I’ll recreate the database:
postgres=# create database "sandbox" with owner "postgres" template='template0' encoding 'utf8' lc_collate='en_NZ.utf8' lc_ctype='en_NZ.utf8';
CREATE DATABASE
Then I’ll use the \c sandbox
command to switch to the sandbox
database, and \dt
to display tables within that database.
postgres=# \c sandbox
You are now connected to database "sandbox" as user "postgres".
sandbox=# \dt
Did not find any relations.
There aren’t any tables, confirming that deleting and recreating the database was successful.

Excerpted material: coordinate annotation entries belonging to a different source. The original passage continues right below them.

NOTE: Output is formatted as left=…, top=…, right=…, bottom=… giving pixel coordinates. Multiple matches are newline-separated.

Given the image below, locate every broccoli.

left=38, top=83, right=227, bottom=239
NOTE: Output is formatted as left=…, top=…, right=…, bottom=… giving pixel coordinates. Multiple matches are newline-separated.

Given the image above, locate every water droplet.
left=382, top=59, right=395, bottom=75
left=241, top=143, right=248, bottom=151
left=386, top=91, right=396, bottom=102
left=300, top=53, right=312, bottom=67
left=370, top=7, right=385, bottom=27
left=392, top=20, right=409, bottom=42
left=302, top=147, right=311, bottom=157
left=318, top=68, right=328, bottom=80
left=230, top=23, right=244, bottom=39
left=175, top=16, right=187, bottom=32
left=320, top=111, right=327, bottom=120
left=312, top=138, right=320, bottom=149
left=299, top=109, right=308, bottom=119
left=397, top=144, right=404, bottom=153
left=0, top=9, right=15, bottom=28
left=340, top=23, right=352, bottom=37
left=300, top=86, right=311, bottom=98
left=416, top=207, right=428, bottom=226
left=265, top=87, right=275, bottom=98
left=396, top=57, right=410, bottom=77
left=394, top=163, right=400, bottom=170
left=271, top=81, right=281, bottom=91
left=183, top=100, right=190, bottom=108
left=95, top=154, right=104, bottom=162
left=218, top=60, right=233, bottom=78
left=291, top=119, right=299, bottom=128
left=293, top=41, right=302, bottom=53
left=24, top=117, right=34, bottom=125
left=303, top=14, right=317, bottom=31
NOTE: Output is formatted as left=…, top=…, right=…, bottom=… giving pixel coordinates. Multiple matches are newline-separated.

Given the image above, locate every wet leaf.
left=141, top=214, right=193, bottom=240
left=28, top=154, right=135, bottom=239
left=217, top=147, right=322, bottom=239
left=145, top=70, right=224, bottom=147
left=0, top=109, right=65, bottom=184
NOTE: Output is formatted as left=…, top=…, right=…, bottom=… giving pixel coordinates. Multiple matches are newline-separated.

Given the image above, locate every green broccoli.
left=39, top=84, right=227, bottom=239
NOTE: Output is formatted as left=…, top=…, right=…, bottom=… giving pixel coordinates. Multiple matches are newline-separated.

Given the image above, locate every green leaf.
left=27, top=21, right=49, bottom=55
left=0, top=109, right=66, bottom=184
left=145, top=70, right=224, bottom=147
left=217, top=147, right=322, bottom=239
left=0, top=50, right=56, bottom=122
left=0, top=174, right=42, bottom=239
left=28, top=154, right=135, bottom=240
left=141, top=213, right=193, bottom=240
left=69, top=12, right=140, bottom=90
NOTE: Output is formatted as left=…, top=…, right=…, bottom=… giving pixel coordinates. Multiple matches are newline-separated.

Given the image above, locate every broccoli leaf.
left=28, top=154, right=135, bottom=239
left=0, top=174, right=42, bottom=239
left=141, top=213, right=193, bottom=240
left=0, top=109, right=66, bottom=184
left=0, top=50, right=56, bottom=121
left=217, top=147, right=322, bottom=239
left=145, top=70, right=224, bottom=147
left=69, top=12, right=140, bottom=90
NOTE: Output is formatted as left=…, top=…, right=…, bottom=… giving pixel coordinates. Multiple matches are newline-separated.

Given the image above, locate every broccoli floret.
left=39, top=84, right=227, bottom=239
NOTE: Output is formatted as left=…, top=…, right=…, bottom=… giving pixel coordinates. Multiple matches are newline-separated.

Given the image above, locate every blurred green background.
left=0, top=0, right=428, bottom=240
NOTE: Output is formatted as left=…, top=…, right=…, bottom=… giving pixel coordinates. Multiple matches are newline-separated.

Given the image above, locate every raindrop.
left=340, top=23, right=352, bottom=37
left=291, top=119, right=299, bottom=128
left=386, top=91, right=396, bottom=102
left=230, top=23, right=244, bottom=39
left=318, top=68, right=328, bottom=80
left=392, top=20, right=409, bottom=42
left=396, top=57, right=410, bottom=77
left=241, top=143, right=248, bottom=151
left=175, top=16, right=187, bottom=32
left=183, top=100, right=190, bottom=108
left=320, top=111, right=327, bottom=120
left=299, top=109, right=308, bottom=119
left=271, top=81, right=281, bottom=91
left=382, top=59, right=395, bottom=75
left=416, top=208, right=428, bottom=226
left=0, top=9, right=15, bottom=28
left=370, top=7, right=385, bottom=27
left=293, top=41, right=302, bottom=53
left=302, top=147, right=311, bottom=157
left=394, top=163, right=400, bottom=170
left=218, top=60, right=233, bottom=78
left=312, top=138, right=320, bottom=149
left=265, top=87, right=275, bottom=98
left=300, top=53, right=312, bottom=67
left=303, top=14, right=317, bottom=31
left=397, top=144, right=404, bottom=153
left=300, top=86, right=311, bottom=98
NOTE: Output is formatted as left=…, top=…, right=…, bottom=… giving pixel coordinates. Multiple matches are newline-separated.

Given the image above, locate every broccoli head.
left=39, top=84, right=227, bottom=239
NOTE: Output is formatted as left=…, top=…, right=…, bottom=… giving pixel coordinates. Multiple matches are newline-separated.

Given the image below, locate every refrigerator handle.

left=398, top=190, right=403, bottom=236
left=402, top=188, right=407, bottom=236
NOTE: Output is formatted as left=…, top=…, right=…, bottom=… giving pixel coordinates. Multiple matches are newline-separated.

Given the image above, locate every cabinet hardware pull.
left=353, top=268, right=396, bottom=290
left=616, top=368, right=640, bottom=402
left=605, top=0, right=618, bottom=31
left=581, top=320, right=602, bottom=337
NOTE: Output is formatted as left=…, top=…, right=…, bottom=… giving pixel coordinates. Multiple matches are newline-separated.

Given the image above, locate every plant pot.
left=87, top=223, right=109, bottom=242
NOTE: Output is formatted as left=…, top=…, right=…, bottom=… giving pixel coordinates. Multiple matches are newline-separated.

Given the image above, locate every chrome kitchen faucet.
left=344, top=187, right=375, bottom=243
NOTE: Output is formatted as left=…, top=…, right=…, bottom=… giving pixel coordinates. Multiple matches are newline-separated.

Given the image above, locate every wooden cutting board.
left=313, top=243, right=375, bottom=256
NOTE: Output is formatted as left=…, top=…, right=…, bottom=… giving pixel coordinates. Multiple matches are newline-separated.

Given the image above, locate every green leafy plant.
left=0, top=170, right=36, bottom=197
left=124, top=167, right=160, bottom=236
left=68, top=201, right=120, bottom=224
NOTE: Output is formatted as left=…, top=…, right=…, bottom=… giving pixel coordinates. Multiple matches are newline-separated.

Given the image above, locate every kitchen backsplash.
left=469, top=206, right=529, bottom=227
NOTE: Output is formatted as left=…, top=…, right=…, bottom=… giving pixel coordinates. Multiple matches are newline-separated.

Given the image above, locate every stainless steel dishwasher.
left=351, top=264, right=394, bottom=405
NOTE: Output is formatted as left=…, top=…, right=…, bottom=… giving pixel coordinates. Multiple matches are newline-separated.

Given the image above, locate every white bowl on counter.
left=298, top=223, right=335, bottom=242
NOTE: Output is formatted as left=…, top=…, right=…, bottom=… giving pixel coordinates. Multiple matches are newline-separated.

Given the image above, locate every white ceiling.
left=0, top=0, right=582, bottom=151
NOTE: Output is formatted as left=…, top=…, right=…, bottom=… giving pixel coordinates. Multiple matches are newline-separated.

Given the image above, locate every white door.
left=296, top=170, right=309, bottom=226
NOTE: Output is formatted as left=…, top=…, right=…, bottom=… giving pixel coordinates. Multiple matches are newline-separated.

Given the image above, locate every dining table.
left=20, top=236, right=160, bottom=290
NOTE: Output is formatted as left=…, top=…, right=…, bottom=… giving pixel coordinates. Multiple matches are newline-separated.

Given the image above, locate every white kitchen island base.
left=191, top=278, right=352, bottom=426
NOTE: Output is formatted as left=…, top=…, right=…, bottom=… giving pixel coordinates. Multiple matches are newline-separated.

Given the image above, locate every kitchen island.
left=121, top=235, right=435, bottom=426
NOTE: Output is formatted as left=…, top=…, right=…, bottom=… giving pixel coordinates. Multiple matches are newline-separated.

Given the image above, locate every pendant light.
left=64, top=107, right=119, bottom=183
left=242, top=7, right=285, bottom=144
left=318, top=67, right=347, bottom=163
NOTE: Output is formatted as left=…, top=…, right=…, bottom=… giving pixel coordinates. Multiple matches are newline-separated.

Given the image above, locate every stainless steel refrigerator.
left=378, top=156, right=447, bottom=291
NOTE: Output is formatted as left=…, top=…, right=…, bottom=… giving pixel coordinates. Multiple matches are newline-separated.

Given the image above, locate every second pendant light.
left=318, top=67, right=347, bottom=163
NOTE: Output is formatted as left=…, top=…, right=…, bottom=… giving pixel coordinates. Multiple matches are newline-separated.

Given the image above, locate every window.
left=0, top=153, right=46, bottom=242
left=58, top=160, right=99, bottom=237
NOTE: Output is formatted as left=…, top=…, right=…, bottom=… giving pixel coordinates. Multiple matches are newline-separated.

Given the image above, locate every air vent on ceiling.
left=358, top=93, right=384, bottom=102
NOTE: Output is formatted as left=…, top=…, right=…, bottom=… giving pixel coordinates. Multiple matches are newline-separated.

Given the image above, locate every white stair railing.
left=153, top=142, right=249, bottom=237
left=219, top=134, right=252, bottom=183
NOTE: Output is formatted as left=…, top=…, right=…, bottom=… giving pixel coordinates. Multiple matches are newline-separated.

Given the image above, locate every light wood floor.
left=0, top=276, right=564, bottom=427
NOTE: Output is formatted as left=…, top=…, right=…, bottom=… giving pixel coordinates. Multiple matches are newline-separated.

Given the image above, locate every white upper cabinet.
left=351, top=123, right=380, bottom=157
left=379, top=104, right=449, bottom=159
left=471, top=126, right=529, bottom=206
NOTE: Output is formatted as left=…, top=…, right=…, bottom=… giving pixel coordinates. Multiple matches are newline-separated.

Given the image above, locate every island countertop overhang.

Finally I’ll restore the database from the script I created earlier:
$ sudo -u postgres psql -d sandbox < /tmp/sandbox_backup.sql
SET
SET
SET
SET
SET
set_config
------------
(1 row)
SET
SET
SET
SET
SET
SET
CREATE TABLE
ALTER TABLE
COPY 3
CREATE INDEX
I’ll do one last test, to make sure that the data in the restored table matches the original:
In this post, I’ve demonstrated how to install and use PostgreSQL.
In future posts, I plan to explore PostgreSQL more and install some other database systems. I’d like to benchmark different methods of connecting to PostgreSQL and try out psycopg v3.